According to Schulman (2006), a business cannot simply determine what industry it is in and how to act within that industry. Citing Robert Finocchio, a professor of business ethics, Schulman (2006) states that there are three other questions which must be asked: (1) What does our business stand for? (2) What is the purpose of our business? and (3) What values does the business hold? Many businesses create a strategic plan in which they proclaim how ethical they are, but that can be a red flag. Proclamation alone is not what makes a company ethical, and it is often easy to proclaim something but much more difficult to actually follow through. If a business is truly ethical, it does not just need to say so — it needs to act ethically in all of its dealings, as that will be noticed by others (Schulman, 2006).
That is not to say that a company should not list its ethics and values in a mission statement and other documents, but only that a discussion of those values does not go far enough toward ensuring that they are upheld by the company and all of its employees. There are many ways to incorporate ethics into a strategic plan, and that starts with avoiding business activities that could be considered unethical or illegal. Laws must always be followed, no matter where business is conducted (Schulman, 2006). In addition, values should be realistic and should reflect what is genuinely believed by the company's leaders (Schulman, 2006). A "do as I say and not as I do" policy does not work well in business. Ethics must start at the top of the organizational chain and become part of the company's culture all the way down to the lowest-ranking person in the organization.
When leaders act unethically and conceal that behavior from their employees and followers, it often backfires and harms people who had no knowledge of what was taking place just as much as those who were aware. One prominent case of a company putting its agenda first and its ethics last is the Enron scandal. Among the other casualties of that debacle was the Arthur Andersen accounting firm. Arthur Andersen had audited Enron's books and had been shredding documents related to the company when investigators began to raise questions (Thomas, 2002). When the firm was found guilty, it planned to appeal on the premise that it had not technically broken the law. However, there were too many issues surrounding the company and one of Andersen's lawyers — Nancy Temple — to credibly argue that the firm was unaware of what was taking place. Accountants are trained to handle facts and figures, and they know when something is incorrect.

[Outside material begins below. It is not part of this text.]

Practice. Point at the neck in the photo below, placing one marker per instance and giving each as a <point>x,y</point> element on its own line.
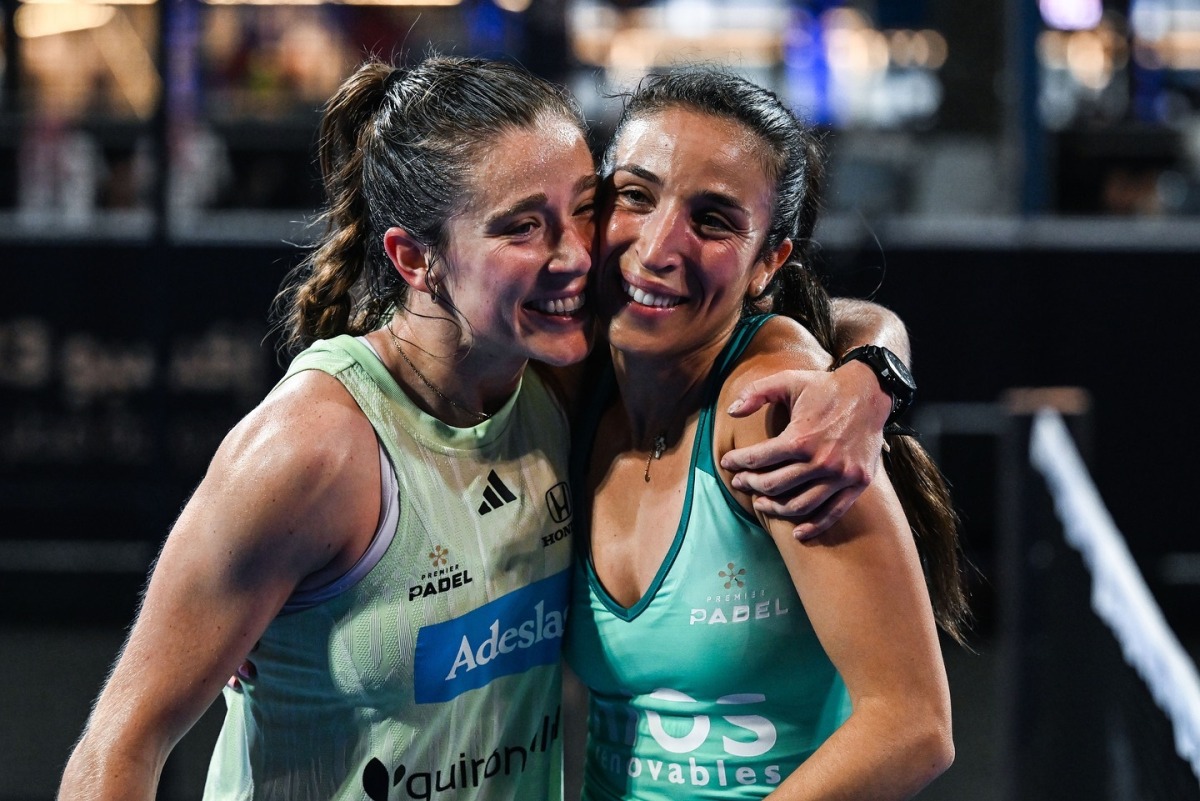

In the Arthur Andersen/Enron case, it was believed that Temple and others knew the figures were wrong but wanted to show inflated profits so that the company's stock prices would continue to rise (Thomas, 2002). What was making investors rich was slowly destroying a large accounting firm and a company that had previously been a good employer — one on which many people depended.
"Employees and stakeholders harmed by executive misconduct"
"Transparency and checklists as tools for ethical compliance"
A strategic plan should always be part of the growth and development of a company, and ethics need to be included in that plan. It is not enough to assume that employees all share the same ethical standards, or that they inherently know what is and is not acceptable in the way a business is operated. Spelling out ethical rules and regulations prevents an employee from claiming that they did not know certain conduct was unacceptable. Stakeholders can feel confident in a business that not only displays its ethical code but follows it consistently. Companies have a responsibility to the society in which they operate, and the creation and integration of an ethical code is a large part of fulfilling that responsibility. A failure to uphold high standards of ethical behavior can cripple and ultimately destroy a business.